Es dürfte eine Menge dazugehören, Vater zu beeindrucken, dachte sie. Aber er ist bereit, es zumindest zu versuchen.
Und das, so überlegte sie, war ziemlich schmeichelhaft. Würde irgendeiner ihrer Vettern, ihrer Vettern zweiten Grades oder ihrer entfernteren Verwandten das tun? Sie bezweifelte es.
Lächelnd verlangsamte sie ihren Schritt und widmete sich der Frage, wo ihr Vater zu finden sein würde.
48
Ah, da ist er«, sagte Tamun und blickte von ihrem Webstuhl auf, um sich zum Höhleneingang umzudrehen.
Emerahl sah Surim die Treppe heraufkommen. Um seinen Hals hing eine gewaltige Schlange, deren Körper so dick war wie sein Oberschenkel und so lang, dass er sich das Tier zweimal um die Schultern gelegt hatte. Er trug es in den Teil der Höhle, in dem sie ihre Mahlzeiten zubereiteten, dann streifte er es sich von den Schultern.

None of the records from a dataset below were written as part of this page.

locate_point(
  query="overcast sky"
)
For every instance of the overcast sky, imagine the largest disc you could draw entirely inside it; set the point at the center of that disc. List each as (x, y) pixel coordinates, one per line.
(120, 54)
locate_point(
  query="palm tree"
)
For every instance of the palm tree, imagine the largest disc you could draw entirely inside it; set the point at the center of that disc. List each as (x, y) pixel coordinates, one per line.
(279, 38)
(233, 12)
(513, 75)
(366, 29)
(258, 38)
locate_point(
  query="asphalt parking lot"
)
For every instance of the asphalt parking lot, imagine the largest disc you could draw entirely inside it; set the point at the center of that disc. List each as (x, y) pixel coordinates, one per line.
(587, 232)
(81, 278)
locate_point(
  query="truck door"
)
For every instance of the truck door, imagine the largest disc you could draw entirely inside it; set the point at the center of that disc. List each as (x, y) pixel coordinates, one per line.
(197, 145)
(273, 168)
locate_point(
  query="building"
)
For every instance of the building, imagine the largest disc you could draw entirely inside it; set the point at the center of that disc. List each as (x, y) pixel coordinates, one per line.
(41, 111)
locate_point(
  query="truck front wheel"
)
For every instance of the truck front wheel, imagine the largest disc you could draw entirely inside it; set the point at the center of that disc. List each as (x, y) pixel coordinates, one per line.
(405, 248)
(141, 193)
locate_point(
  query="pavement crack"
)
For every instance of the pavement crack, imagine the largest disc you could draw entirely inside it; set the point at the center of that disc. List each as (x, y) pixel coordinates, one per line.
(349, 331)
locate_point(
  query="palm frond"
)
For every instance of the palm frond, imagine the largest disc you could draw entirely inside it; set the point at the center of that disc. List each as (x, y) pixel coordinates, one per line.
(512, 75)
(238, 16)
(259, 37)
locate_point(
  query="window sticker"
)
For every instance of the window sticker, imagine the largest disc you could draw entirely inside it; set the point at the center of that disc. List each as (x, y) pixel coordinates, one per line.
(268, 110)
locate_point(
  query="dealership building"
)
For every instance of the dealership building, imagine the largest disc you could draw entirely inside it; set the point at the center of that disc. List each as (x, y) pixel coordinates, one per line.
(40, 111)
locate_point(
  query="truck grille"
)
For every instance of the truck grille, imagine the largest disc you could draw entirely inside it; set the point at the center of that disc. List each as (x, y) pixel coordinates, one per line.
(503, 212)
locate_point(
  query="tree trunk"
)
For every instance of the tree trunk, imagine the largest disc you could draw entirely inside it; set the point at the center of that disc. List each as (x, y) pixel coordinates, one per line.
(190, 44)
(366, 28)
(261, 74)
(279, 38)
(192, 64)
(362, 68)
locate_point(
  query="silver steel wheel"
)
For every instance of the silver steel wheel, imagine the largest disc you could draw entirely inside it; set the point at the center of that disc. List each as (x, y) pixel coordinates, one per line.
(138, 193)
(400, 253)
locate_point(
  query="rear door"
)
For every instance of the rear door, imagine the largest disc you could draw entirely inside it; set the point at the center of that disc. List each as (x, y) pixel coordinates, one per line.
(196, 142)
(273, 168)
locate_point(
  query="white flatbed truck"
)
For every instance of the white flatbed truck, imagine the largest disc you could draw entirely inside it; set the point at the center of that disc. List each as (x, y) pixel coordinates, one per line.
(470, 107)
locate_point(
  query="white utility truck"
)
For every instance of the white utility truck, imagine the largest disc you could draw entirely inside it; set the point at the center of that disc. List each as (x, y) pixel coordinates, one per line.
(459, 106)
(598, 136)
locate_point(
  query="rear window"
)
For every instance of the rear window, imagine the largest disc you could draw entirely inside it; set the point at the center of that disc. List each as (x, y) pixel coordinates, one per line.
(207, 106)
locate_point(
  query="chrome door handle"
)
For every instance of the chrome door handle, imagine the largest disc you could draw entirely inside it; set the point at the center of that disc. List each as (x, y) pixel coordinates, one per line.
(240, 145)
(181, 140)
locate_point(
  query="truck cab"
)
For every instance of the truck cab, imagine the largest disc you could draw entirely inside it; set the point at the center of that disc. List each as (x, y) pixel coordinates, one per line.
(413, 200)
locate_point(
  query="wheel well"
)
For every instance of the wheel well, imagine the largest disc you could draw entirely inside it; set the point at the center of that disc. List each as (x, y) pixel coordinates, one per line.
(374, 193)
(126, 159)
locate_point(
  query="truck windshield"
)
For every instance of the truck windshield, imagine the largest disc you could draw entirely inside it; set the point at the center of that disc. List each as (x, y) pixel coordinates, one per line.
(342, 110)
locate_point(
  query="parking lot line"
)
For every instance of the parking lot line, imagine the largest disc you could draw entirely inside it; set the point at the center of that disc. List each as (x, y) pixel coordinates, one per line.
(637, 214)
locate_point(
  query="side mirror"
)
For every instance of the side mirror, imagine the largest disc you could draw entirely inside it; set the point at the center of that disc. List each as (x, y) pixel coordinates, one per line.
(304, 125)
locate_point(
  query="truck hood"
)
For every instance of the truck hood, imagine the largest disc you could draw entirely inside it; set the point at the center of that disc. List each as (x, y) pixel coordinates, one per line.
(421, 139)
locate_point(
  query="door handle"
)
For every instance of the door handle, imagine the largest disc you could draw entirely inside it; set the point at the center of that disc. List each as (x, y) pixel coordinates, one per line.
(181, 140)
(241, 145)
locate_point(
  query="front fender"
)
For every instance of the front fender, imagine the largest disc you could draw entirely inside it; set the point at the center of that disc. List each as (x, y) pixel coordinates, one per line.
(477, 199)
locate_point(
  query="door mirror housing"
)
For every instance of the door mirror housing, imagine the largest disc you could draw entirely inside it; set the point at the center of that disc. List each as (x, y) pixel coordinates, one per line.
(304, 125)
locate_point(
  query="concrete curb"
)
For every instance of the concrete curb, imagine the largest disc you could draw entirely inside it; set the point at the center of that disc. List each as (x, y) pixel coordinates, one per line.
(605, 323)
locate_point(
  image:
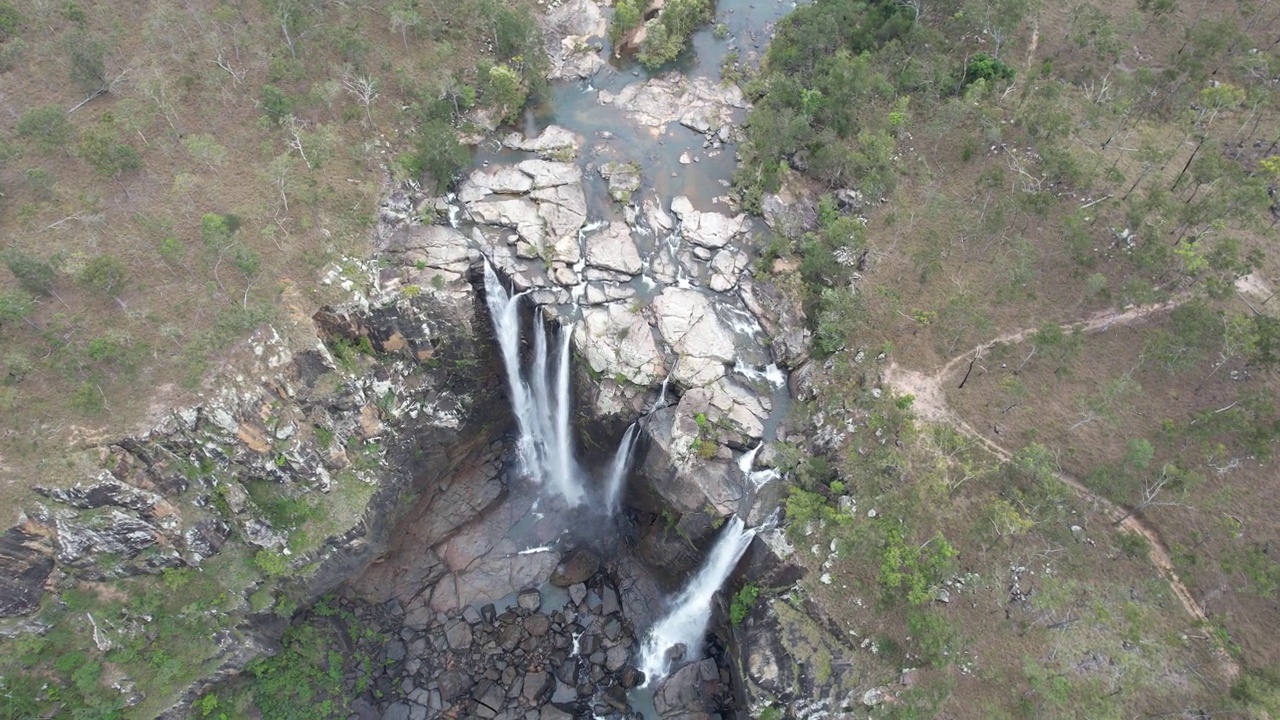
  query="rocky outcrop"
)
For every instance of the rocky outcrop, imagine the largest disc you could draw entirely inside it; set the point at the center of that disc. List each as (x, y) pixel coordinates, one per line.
(708, 229)
(700, 104)
(542, 654)
(617, 341)
(624, 180)
(689, 324)
(612, 249)
(26, 561)
(572, 30)
(694, 692)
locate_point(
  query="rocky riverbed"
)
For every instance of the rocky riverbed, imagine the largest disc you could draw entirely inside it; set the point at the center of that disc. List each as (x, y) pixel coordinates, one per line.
(480, 583)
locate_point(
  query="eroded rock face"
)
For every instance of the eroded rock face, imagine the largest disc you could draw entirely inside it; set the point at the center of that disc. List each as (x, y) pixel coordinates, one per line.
(615, 340)
(26, 561)
(694, 692)
(691, 328)
(539, 654)
(624, 180)
(707, 229)
(570, 30)
(612, 249)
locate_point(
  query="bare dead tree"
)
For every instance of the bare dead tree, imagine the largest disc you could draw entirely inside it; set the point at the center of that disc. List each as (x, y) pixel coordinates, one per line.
(365, 90)
(296, 140)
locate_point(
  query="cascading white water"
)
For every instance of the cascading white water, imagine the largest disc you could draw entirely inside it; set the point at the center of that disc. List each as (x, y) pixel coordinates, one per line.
(542, 410)
(691, 610)
(504, 311)
(618, 468)
(566, 469)
(662, 395)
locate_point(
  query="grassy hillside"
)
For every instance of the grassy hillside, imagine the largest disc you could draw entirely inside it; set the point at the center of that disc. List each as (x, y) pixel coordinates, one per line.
(1024, 167)
(172, 172)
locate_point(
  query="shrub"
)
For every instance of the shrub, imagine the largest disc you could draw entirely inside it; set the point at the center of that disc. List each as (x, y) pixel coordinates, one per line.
(744, 601)
(87, 58)
(46, 127)
(275, 103)
(437, 156)
(10, 21)
(101, 147)
(33, 274)
(626, 16)
(14, 308)
(506, 92)
(983, 67)
(104, 274)
(668, 33)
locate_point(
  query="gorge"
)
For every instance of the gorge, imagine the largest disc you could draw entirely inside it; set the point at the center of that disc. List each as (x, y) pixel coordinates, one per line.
(891, 374)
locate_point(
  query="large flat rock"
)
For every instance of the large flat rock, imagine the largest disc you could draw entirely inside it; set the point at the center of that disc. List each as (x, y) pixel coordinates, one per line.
(690, 327)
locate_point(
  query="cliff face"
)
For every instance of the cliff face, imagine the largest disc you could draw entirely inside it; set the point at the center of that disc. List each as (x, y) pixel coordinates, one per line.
(284, 482)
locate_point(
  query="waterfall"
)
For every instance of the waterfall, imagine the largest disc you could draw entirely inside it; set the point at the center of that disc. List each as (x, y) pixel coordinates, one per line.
(662, 395)
(542, 409)
(617, 477)
(566, 470)
(691, 610)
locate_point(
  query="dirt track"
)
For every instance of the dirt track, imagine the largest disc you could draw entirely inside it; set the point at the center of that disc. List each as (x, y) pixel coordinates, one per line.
(931, 405)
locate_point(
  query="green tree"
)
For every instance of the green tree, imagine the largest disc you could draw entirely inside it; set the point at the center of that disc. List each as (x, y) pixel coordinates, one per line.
(10, 21)
(506, 92)
(667, 35)
(14, 308)
(405, 18)
(46, 128)
(100, 146)
(105, 274)
(33, 274)
(626, 17)
(438, 155)
(87, 63)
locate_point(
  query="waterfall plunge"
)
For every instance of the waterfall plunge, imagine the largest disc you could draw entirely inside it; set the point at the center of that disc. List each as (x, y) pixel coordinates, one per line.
(540, 404)
(691, 610)
(617, 475)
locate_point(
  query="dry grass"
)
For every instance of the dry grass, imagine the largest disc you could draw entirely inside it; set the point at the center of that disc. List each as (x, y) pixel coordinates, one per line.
(1220, 515)
(187, 96)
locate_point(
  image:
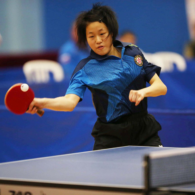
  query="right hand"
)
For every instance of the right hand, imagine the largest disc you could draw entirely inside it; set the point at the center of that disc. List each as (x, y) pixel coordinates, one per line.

Er blickte zu Emerahl hinüber und grinste. »Das Abendessen. Wir werden es uns heute Abend gutgehen lassen.«
Emerahl betrachtete die Schlange voller Entsetzen.
»Das wird ein recht langweiliges Mahl werden, wenn das alles ist, was du mitgebracht hast«, erwiderte Tamun.

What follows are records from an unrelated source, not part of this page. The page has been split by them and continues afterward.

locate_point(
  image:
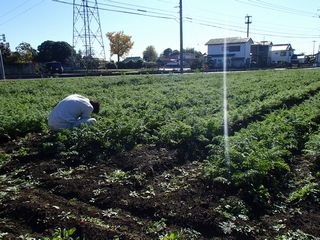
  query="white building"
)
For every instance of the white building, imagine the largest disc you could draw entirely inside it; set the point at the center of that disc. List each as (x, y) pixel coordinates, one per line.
(237, 52)
(281, 53)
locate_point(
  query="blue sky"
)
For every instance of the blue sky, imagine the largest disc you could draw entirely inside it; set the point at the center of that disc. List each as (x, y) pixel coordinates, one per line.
(286, 21)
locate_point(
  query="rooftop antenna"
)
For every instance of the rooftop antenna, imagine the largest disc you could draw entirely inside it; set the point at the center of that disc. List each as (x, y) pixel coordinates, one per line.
(87, 29)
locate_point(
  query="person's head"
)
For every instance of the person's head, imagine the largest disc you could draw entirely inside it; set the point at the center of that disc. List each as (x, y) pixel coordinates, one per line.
(96, 106)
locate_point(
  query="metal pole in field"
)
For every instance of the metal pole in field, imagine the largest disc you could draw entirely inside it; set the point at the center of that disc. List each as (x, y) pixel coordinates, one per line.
(248, 21)
(3, 75)
(181, 39)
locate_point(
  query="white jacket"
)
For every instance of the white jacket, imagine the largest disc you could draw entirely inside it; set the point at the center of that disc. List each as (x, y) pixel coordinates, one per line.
(70, 112)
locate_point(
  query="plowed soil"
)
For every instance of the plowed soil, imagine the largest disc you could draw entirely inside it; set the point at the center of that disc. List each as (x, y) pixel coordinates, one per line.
(146, 193)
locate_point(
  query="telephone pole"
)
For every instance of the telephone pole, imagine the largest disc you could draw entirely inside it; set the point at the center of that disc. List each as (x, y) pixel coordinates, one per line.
(248, 21)
(2, 72)
(181, 38)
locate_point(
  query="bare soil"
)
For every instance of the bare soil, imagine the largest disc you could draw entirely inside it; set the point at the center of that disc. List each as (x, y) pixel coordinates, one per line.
(146, 193)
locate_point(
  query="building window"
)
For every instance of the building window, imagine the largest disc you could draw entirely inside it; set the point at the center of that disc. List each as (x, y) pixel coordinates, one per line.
(233, 48)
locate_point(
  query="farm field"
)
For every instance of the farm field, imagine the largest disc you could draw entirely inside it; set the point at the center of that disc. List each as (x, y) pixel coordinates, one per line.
(155, 164)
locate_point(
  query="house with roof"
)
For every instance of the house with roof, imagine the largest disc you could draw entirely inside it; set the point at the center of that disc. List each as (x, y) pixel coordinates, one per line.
(237, 52)
(261, 54)
(281, 54)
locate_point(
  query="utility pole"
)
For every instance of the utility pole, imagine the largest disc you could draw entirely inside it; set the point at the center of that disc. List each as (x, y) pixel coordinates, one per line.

»Ich habe noch mehr«, verteidigte sich Surim. Er griff in einen gewebten Beutel, der zuvor unter dem Leib der Schlange verborgen gewesen war, und zog mehrere Dinge heraus, allesamt pflanzlichen Ursprungs, wie Emerahl erleichtert bemerkte. Sie betrachtete die Schlange, die reglos auf dem Boden lag.
»Hast du schon mal Takker gegessen?«, fragte Surim.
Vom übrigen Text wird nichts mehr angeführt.